7. Show Your Trust & Be Flexible

Even if some employees prefer regular input on their work, there’s still a line between giving regular feedback and being a micromanager. Yes, it’s hard to visualize everyone working away when they may be on a couch rather than at their desk, but it’s imperative that you trust your employees and show it. Odds are many of them are working parents or live in different time zones than you do. Being flexible and allowing your employees to work when and where they are more productive will help your team succeed, up employee retention, and keep a positive company culture.
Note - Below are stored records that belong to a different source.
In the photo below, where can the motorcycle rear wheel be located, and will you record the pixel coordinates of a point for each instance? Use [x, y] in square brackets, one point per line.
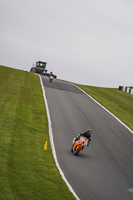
[77, 150]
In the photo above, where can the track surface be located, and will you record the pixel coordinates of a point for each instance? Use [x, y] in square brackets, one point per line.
[104, 170]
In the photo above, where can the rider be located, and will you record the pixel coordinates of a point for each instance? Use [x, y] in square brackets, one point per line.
[86, 134]
[51, 74]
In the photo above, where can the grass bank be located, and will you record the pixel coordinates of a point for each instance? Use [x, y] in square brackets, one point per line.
[118, 102]
[26, 170]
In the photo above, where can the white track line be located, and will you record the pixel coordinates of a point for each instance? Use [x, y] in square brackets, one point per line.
[105, 109]
[52, 142]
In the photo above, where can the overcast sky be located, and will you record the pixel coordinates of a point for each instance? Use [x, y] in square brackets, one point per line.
[83, 41]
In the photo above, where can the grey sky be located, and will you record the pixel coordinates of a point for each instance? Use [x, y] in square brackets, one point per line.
[83, 41]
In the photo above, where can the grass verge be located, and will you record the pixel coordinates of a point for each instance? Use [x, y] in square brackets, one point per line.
[117, 102]
[26, 170]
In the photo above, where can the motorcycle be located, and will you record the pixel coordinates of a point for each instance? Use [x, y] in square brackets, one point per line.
[51, 78]
[79, 145]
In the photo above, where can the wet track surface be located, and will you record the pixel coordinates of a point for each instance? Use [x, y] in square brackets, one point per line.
[104, 170]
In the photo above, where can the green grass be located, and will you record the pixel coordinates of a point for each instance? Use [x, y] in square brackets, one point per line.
[118, 102]
[27, 171]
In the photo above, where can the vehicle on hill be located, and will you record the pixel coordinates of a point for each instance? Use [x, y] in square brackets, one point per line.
[40, 68]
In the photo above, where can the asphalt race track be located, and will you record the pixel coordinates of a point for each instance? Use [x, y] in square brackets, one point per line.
[104, 170]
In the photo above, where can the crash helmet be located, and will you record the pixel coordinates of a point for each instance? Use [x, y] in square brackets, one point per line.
[88, 133]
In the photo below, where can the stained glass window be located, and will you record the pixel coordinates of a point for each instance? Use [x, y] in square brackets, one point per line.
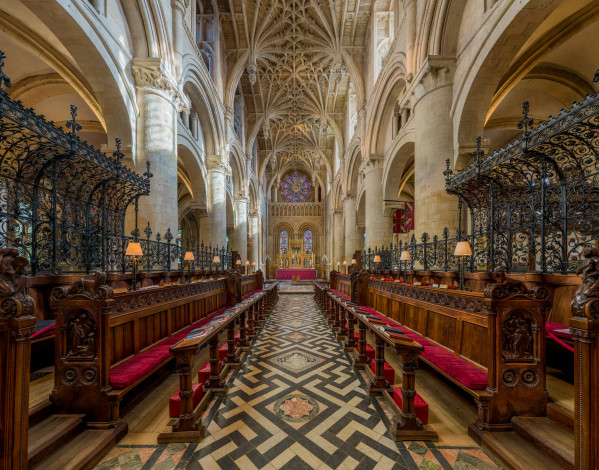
[308, 242]
[284, 242]
[295, 188]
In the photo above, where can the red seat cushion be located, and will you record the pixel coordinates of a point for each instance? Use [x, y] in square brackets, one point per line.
[174, 403]
[223, 350]
[420, 405]
[250, 294]
[204, 373]
[552, 327]
[388, 371]
[137, 367]
[467, 374]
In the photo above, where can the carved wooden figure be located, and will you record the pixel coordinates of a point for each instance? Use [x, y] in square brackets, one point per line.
[17, 324]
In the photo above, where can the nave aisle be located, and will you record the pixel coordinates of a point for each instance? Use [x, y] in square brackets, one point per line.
[295, 404]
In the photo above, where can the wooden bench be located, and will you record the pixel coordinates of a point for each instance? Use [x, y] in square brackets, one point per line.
[467, 336]
[188, 427]
[109, 343]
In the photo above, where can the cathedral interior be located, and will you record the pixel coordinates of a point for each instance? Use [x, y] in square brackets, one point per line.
[299, 234]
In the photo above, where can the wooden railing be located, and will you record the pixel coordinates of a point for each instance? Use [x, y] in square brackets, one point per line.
[17, 324]
[501, 332]
[98, 330]
[188, 426]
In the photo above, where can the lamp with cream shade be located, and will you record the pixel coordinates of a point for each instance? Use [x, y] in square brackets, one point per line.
[405, 257]
[462, 249]
[134, 250]
[189, 258]
[377, 260]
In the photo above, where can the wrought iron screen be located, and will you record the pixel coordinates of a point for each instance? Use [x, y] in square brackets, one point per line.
[63, 202]
[533, 205]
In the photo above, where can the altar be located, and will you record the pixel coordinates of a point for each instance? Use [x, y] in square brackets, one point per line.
[284, 274]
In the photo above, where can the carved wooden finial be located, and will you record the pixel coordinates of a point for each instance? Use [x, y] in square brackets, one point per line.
[585, 301]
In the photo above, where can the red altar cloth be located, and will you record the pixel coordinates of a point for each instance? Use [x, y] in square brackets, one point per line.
[303, 273]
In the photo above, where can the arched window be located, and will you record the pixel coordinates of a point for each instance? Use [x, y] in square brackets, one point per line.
[295, 188]
[308, 242]
[284, 242]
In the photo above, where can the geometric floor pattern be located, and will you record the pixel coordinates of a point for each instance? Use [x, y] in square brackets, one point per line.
[296, 404]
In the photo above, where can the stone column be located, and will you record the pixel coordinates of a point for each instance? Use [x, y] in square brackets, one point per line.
[338, 238]
[239, 237]
[194, 125]
[379, 228]
[254, 229]
[410, 11]
[217, 201]
[352, 237]
[159, 102]
[435, 209]
[179, 7]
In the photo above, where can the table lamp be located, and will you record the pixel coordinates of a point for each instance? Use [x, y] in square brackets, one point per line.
[377, 261]
[134, 250]
[405, 257]
[189, 258]
[462, 249]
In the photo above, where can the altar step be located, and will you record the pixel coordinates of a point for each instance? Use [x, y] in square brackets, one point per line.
[62, 442]
[546, 442]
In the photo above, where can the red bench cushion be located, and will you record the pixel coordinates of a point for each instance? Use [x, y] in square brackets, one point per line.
[552, 327]
[388, 371]
[127, 373]
[250, 294]
[174, 403]
[467, 374]
[420, 405]
[223, 350]
[204, 373]
[135, 368]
“Challenge minds, not schedules.” —Inc.

8. Be Open to Feedback About Remote Management

If you are regularly sharing feedback to your team about their performance, turn it into a two-way street. It’s harder for people to approach managers remotely than a casual desk drop-by when body language and facial expressions allow for more casual conversation. Sending anything via text or even on a video call inherently feels more formal. 

Ease worry and tension by reminding employees that we’re all in this together, and you have an open ear to anything you can do to help improve the work environment. We’re not saying tell them every week—that can come off as more of an order than a suggestion. But once in a while in a group video call, throw in a light reminder that you’re open to suggestions and feedback on your management style to keep the team thriving.